Linehan v. Waterfront Commission of New York Harbor
Headline: Court affirms lower-court rulings and lets New York–New Jersey Waterfront Commission keep power to bar certain longshore workers from the hiring register without issuing a written opinion, leaving compact rules in place.
Holding:
- Lets the Waterfront Commission keep denying registration and employment to certain longshore workers.
- Leaves rules excluding people with certain convictions or Communist affiliation in place.

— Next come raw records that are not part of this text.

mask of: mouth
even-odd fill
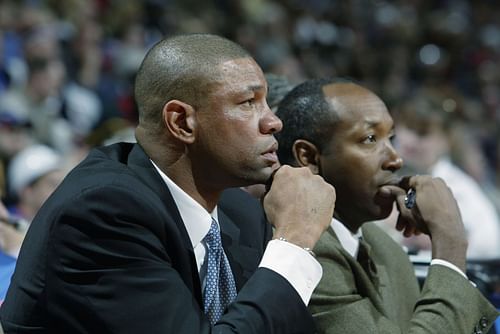
[[[377,191],[377,197],[382,197],[382,198],[390,198],[391,200],[394,200],[393,196],[390,195],[390,191],[383,191],[384,187],[387,186],[396,186],[398,187],[399,184],[401,183],[401,178],[399,177],[391,177],[390,179],[384,181],[378,186],[378,191]]]
[[[385,182],[383,182],[379,187],[399,186],[400,183],[401,183],[401,178],[394,176],[394,177],[391,177],[390,179],[386,180]]]
[[[274,142],[266,151],[262,152],[261,155],[265,160],[271,162],[272,164],[278,163],[278,155],[276,151],[278,150],[278,143]]]

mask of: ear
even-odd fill
[[[311,172],[319,172],[319,150],[310,141],[297,139],[292,146],[293,156],[300,167],[308,167]]]
[[[163,122],[172,136],[186,144],[195,140],[196,115],[194,108],[179,100],[170,100],[163,107]]]

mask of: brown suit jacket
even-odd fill
[[[486,333],[498,312],[459,273],[433,265],[422,291],[402,248],[373,223],[362,227],[378,288],[329,228],[316,245],[323,277],[310,302],[319,333]]]

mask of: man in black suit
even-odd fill
[[[308,250],[330,222],[333,187],[279,169],[263,201],[275,227],[267,244],[248,195],[230,190],[217,208],[225,189],[265,182],[277,162],[282,124],[266,90],[231,41],[157,43],[136,77],[138,143],[93,150],[42,207],[1,308],[5,332],[313,332],[306,305],[321,267]],[[208,317],[214,226],[230,264],[219,292],[234,280],[238,294]]]

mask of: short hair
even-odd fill
[[[146,54],[135,79],[139,123],[160,129],[161,110],[178,99],[195,108],[226,60],[247,58],[240,45],[217,35],[186,34],[156,43]]]
[[[335,108],[326,101],[323,87],[330,84],[354,83],[346,78],[318,78],[308,80],[288,93],[278,106],[276,116],[283,129],[276,134],[279,142],[280,163],[296,165],[293,143],[305,139],[322,150],[330,140],[332,128],[338,121]]]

- Leaves unresolved constitutional questions about right to work and bills of attainder.
Summary
Background
New York and New Jersey created a compact, approved by Congress, to regulate employment on the New York waterfront. The Waterfront Commission, made up of state representatives, runs a longshoremen’s register and controls who may be hired. The Commission may deny registration to people convicted of listed crimes, those who are Communists or who teach Communist ideas, or anyone the Commission judges a danger to public peace or safety.
Reasoning
The Court’s formal action was brief: it granted motions to affirm and affirmed the judgments below, without a written opinion or oral argument. The per curiam decision leaves the lower-court rulings in place. In a detailed dissent, Justice Douglas (joined by Justice Black) said the Court’s summary action avoids answering serious constitutional questions about whether the Commission’s standards are tied to fitness for the job and whether barring groups without a judicial trial operates like a forbidden legislative punishment (a bill of attainder).
Real world impact
Because the affirmance stands, the Commission’s registration and disqualification rules remain enforceable and continue to affect who can work on the waterfront. At the same time, the larger constitutional questions that Justice Douglas raised — about the right to work, relevance of the listed disqualifications to job fitness, and legislative punishment without trial — were not resolved by a full Court opinion and therefore remain unsettled.
Dissents or concurrances
Justice Douglas’s dissent argues the Court should have given reasons and allowed argument because the issues are substantial and affect basic employment rights.